Tomemos, então, nós,
cidadãos comuns,
a palavra e a iniciativa.

José Saramago
Discurso na cerimónia
de entrega do Prémio Nobel, 10-12-1998

No passado dia 10 de dezembro, completaram-se 75 anos sobre a aprovação da Declaração Universal dos Direitos Humanos. Ainda com a memória recente da Segunda Guerra Mundial, a Assembleia-Geral das Nações Unidas, nesse ano de 1948, juntava os seus Estados-membros em torno de princípios que, sendo coletivos, são também individuais, assentes no reconhecimento do direito à vida, à liberdade e à segurança, como fundamentos da justiça e da paz no mundo.

A primeira geração de Direitos Humanos assentava, sobretudo, no reconhecimento dos direitos civis e políticos, na linha de uma longa tradição que passou pela Revolução Francesa e também pela Carta dos Direitos que, desde o século XVIII, estabelece os limites de ação dos Governos americanos em relação às liberdades individuais. A evolução das sociedades tornou necessário incluir os direitos económicos, sociais e culturais, a que se junta, desde meados do século XX e, sobretudo nas últimas décadas, o direito a um meio ambiente de qualidade que permita viver com dignidade. Ainda mais recente é o reconhecimento de direitos relacionados com a bioética, com o desenvolvimento tecnológico, com a informação e comunicação e com o ciberespaço.

A sociedade contemporânea tornou-se mais complexa e tendemos a considerar que estamos longe dos objetivos que presidiram à Declaração dos Direitos Humanos e que representa o esteio da ação das Nações Unidas (NU) e das suas diversas agências. Mesmo reconhecendo a insuficiência do seu alcance, as NU são um espaço de debate e diálogo, cuja inexistência deixaria a Humanidade ainda mais perdida nos seus trajetos e nas suas diferenças. Apesar dos escassos poderes do secretário-geral, a sua intervenção continua a ser relevante, bem como a das agências especializadas que, apesar da sua autonomia, coordenam a ação em torno de valores e princípios comuns. Com maior ou menor empenho, de acordo com os Governos e as suas orientações, nenhum Estado abandonou as Nações Unidas, mesmo tendo deixado de apoiar agências ou abandonado estruturas, como aconteceu, em 2018, com os Estados Unidos em relação ao Conselho dos Direitos Humanos, a que regressaram com a Administração do presidente Biden.

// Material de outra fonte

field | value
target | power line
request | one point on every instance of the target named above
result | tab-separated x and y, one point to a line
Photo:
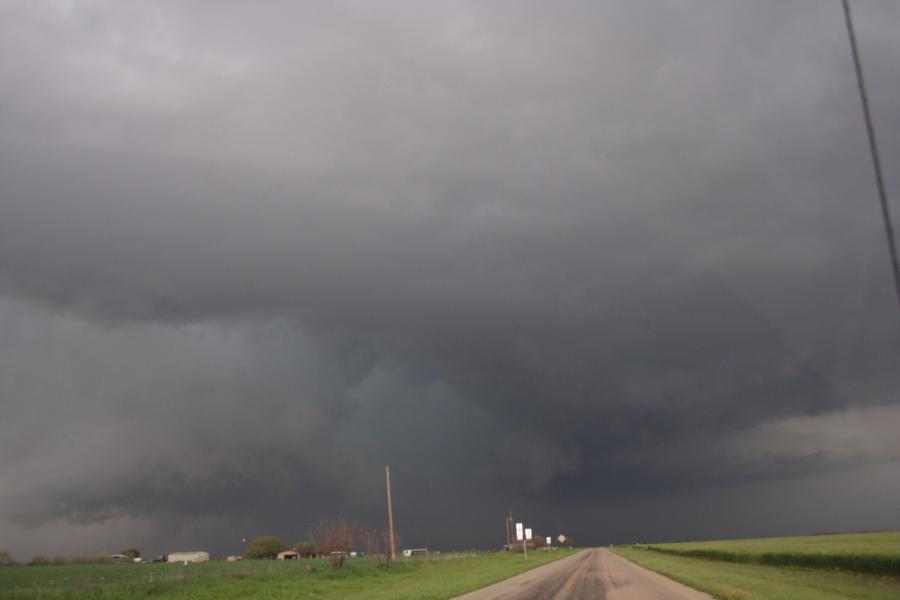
873	149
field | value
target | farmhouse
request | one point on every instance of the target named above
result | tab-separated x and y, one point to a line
176	557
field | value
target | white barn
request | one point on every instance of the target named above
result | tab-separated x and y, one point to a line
189	557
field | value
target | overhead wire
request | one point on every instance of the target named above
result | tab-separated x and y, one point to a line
873	149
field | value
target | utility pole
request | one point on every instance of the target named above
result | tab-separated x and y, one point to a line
508	523
387	479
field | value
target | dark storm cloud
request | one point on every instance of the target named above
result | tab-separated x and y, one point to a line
528	256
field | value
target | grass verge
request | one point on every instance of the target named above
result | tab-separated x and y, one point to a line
425	578
873	553
735	581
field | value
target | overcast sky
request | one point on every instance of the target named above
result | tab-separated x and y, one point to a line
617	267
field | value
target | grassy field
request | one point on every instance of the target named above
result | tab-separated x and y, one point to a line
872	553
736	581
438	576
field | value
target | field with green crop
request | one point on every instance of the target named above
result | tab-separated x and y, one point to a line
737	581
437	576
872	553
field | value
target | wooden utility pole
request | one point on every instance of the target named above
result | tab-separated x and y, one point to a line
387	479
508	523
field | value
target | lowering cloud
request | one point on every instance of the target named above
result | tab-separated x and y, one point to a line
602	265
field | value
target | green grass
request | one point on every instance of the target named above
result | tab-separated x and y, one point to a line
438	576
873	553
735	581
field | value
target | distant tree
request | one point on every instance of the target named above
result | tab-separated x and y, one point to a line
131	553
264	547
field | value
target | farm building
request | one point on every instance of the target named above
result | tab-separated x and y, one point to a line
189	557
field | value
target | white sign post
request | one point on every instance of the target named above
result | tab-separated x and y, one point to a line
521	532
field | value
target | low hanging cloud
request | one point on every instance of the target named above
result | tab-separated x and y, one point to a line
535	260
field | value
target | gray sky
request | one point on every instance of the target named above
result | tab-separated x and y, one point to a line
617	267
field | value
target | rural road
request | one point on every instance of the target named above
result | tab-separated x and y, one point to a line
594	573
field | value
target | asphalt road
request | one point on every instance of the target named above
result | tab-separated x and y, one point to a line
594	573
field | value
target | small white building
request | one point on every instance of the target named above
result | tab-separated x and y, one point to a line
176	557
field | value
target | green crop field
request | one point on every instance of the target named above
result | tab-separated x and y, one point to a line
438	576
872	553
736	581
816	567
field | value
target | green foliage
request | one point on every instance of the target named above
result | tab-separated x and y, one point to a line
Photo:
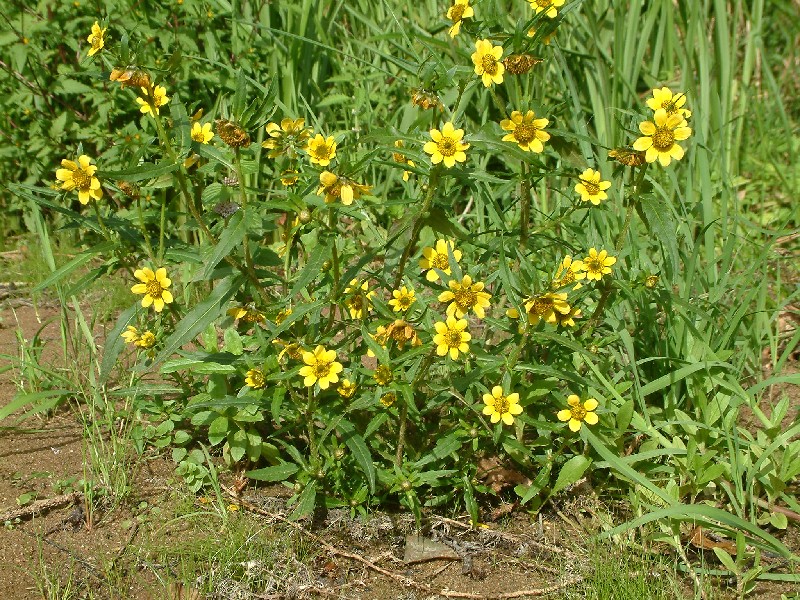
284	288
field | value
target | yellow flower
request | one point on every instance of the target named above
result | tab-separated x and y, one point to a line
202	133
359	302
255	379
154	287
335	187
321	151
528	131
151	103
321	367
591	187
80	177
446	145
546	307
486	59
96	38
460	10
568	272
402	299
672	103
131	335
383	375
465	296
451	336
577	413
500	406
346	388
438	258
660	136
247	314
598	264
287	138
546	6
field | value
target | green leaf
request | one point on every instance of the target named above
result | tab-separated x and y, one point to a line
571	471
279	472
196	320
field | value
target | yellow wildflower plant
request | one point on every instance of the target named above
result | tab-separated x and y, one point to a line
152	102
202	133
288	138
598	264
591	187
255	379
578	413
97	38
321	368
527	131
438	258
456	13
548	7
500	407
321	151
671	103
486	59
402	299
568	272
360	301
335	187
465	296
346	388
154	287
446	145
80	177
660	135
451	337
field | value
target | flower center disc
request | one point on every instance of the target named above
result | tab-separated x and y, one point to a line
663	139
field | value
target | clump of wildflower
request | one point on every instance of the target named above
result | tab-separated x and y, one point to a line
569	272
456	13
500	406
152	101
465	296
154	287
451	336
598	264
578	413
526	131
446	145
549	7
360	301
438	258
346	388
334	187
255	379
96	38
202	133
232	134
400	158
246	314
402	299
321	367
321	151
80	176
486	59
591	187
660	135
287	138
671	103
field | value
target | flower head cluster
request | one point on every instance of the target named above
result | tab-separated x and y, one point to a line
80	177
488	65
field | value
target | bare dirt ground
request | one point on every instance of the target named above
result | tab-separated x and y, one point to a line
110	556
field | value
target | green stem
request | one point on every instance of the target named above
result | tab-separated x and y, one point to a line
426	206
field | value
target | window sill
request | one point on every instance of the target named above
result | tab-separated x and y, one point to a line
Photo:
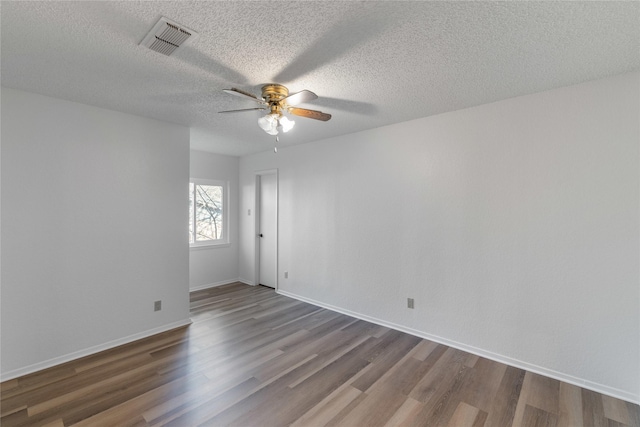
209	246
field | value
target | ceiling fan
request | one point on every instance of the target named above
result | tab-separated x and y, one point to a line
276	100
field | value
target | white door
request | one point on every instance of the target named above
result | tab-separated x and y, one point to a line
267	235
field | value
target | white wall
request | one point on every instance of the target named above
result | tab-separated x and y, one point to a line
513	225
93	229
216	265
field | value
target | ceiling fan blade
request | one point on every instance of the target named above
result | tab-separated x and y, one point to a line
300	97
310	114
243	94
244	109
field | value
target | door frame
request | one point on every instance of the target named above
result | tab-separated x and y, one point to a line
256	225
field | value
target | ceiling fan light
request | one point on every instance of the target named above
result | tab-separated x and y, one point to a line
287	124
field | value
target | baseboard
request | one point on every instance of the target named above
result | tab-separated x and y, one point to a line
600	388
214	285
89	351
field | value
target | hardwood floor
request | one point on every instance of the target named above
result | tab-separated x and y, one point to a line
256	358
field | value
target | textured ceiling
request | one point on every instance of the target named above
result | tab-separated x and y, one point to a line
371	63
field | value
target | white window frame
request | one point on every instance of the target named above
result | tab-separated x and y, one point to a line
225	215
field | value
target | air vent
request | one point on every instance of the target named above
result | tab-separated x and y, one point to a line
167	36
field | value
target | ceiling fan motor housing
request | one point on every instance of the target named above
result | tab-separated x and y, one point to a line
274	94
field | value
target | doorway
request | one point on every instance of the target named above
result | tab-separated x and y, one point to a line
267	228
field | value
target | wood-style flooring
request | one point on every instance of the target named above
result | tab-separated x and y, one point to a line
256	358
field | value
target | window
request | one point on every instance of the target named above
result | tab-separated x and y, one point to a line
207	213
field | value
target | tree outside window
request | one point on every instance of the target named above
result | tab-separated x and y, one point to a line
206	213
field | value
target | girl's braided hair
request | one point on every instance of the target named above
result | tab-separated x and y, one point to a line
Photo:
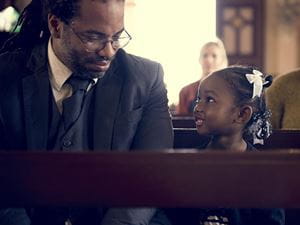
259	127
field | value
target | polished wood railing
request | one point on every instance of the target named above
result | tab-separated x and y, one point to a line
172	178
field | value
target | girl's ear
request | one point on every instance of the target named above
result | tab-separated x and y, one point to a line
244	115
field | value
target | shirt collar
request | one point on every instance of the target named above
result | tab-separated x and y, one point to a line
59	73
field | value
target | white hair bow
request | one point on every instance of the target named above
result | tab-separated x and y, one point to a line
256	79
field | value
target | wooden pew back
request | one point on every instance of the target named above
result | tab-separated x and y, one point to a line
162	179
189	138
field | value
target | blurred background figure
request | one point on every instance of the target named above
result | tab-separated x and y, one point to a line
283	99
212	57
9	13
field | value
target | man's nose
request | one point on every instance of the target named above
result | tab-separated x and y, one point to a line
197	108
108	51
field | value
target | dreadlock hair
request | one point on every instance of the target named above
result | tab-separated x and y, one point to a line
34	22
259	126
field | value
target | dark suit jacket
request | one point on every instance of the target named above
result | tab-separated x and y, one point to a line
131	110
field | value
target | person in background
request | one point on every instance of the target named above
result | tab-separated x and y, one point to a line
9	13
283	99
67	85
231	110
212	57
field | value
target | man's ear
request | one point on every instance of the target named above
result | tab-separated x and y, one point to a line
244	115
55	26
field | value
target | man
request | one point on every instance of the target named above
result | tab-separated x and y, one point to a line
124	106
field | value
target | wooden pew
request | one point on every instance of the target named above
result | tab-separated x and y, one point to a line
183	122
161	179
189	138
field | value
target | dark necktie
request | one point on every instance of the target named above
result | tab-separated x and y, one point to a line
73	105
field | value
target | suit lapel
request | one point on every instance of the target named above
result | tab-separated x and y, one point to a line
36	99
108	91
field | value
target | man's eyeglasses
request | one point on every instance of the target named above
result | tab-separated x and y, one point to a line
94	43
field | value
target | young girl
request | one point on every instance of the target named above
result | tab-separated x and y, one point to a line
231	109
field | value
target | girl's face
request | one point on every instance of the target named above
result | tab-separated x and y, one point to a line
215	111
211	59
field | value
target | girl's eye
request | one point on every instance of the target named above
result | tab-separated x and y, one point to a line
210	100
198	100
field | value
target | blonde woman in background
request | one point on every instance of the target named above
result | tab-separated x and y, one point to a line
212	57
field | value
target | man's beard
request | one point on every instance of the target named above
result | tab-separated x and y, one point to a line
77	65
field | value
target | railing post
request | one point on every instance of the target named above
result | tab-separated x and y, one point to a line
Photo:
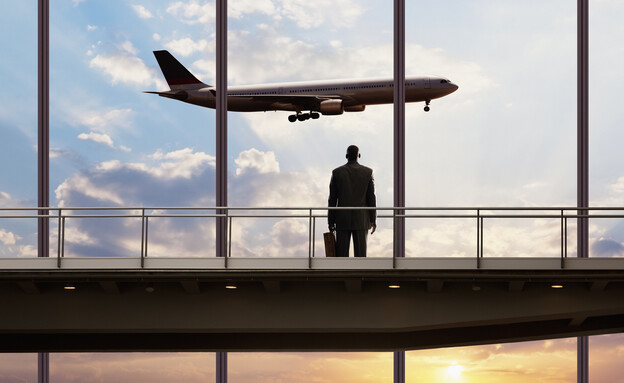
478	237
229	228
313	236
394	248
564	240
62	240
146	236
310	239
58	234
142	238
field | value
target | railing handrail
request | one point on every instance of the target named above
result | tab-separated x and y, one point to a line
479	214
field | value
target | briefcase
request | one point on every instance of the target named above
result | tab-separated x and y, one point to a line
330	244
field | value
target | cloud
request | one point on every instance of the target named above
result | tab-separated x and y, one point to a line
240	8
186	46
604	247
101	139
103	124
12	245
97	137
187	178
343	14
259	161
5	199
8	238
142	12
122	66
192	12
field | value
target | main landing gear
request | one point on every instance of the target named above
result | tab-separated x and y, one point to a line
303	116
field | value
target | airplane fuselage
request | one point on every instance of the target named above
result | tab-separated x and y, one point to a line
355	94
328	97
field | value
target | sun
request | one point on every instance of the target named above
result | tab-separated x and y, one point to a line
454	370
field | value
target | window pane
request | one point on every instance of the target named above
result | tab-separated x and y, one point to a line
542	361
132	367
18	368
605	122
289	367
507	136
605	358
115	145
18	126
279	163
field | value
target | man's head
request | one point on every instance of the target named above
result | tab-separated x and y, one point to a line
353	153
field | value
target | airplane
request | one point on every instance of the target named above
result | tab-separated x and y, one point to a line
328	97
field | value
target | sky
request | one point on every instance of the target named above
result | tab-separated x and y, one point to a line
506	138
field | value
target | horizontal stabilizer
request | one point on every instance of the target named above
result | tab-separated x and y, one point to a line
179	95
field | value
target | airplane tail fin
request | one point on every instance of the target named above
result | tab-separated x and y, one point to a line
176	74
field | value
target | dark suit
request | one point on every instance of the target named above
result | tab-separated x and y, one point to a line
351	185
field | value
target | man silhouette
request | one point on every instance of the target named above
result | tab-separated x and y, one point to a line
352	185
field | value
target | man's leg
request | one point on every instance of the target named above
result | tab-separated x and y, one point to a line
359	242
343	239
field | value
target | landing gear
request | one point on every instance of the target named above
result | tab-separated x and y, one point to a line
427	108
303	116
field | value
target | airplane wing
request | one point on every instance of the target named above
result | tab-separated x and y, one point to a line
303	102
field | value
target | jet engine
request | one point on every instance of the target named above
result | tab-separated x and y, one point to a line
331	107
355	108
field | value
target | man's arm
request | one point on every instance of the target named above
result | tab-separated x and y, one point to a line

Os últimos tempos têm sido pródigos na evidência das muitas fraturas e dificuldade de ação que, como sabemos, decorre de uma estrutura de governação das NU que precisa de ser mais representativa das alterações geopolíticas, mas terá dificuldade de renovação ao implicar partilha do poder.

Mas se este é o espaço dos Estados, o desafio que se coloca é saber qual é, e pode ser, a intervenção de cada um de nós. Esse é o apelo de José Saramago no célebre discurso proferido em Estocolmo, aquando da cerimónia de entrega do Prémio Nobel, no dia em que se cumpriam 50 anos sobre a assinatura da Declaração Universal dos Direitos Humanos. Diz José Saramago: "Chega-se mais facilmente a Marte neste tempo do que ao nosso próprio semelhante. Alguém não anda a cumprir o seu dever. Não andam a cumpri-lo os Governos, seja porque não sabem, seja porque não podem, seja porque não querem. (,,,) Mas também não estão a cumprir o seu dever os cidadãos que somos."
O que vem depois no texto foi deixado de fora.